Comment expliquer le fait que tous ces élus frontistes aient connu des soucis avec leur propre parti ?  

Le Front national connaît un vrai succès dans les années 1990. Celui-ci est incarné par sa figure de proue, Jean-Marie Le Pen qui a très mal vécu les succès des uns et des autres. Par exemple, il en a tellement voulu à Yann Piat, seule parlementaire du FN réélue en 1988 que leur relation restera à couteaux tirés jusqu'à son exclusion du parti en octobre 1988. Jean-Marie Le Pen a tellement personnalisé le parti qu'il a vécu comme un danger toute autre réussite que la sienne.


Qu'en est-il de la pratique du pouvoir des conseillers régionaux et généraux issus du FN ?

Depuis l'élection de 1985, il y a eu assez peu de candidats élus dans les conseils généraux. Il est donc très difficile de disposer de réels retours fiables sur leurs actions. 

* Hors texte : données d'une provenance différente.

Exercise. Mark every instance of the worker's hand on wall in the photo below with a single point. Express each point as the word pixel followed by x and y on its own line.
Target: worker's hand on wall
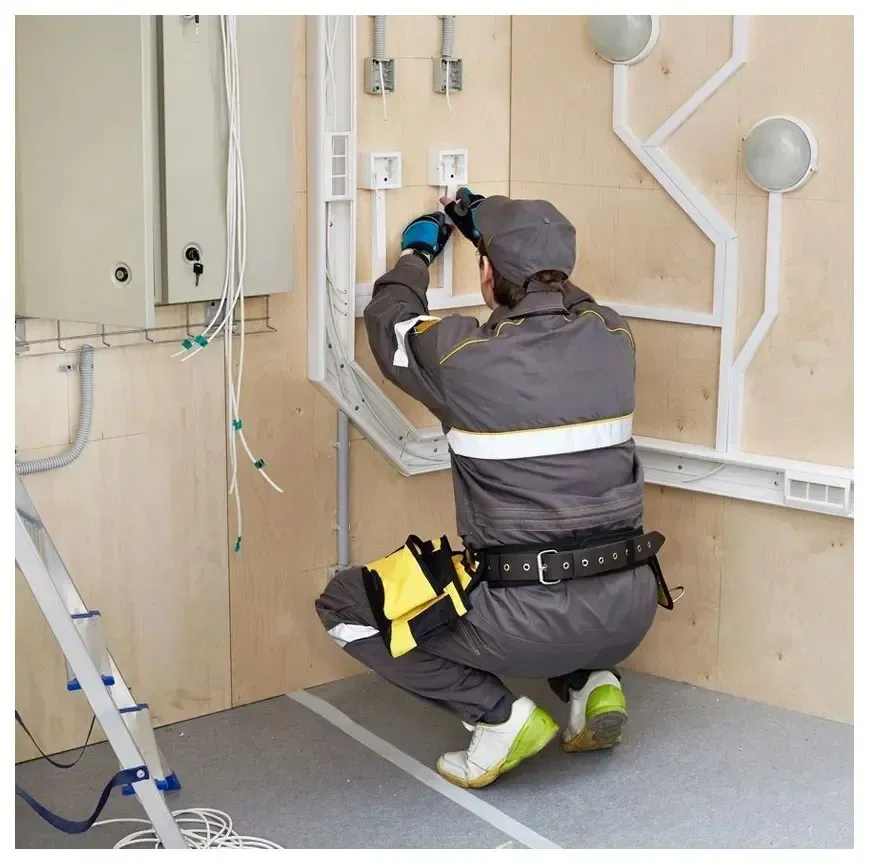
pixel 427 235
pixel 461 211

Par contre, dans les Conseils régionaux, c'est possible, et les retours sont très différents de ceux des gestions municipales. Globalement, les élus frontistes sont présents sur trois grandes régions : PACA, Rhône-Alpes et Languedoc-Roussillon. Leurs interventions, propositions et refus de voter avec les autres partis témoignent des mêmes motifs politiques que précités : la préférence nationale, tout ce qui est en faveur des ressortissant étrangers communautaires et non communautaires. En Rhône-Alpes par exemple, les élus frontistes ont été les seuls à ne pas voter des aides aux étudiants de la région lyonnaise, lorsque ces derniers arrivaient de l'Europe de l'Est. Le motif ? Pour citer des propos tenus à Lyon par un conseiller régional membre du FN : parce que ces étudiants provenaient "de pays de l'ex bloc soviétique"...

On trouve aussi certaines singularités, avec notamment des mesures contre la jeunesse (refus de voter des aides à la mobilité professionnelle des jeunes par exemple), moitié conservatrices - moitié libérales, où l'on retrouve l'esprit du Front national des années 1980. Figure ainsi dans les procès verbaux en 2011 du Conseil régional Rhônes-Alpes le refus de voter des aides à la mobilité professionnelle des jeunes car il est "inutile de financer ces fanfarons en quête de jouissance et d'oisiveté". Le signataire de cette tirade est de triste mémoire : Alexandre Gabriac, celui-là même qui sera exclu du FN quelques mois après pour avoir fait des saluts nazis sur Facebook.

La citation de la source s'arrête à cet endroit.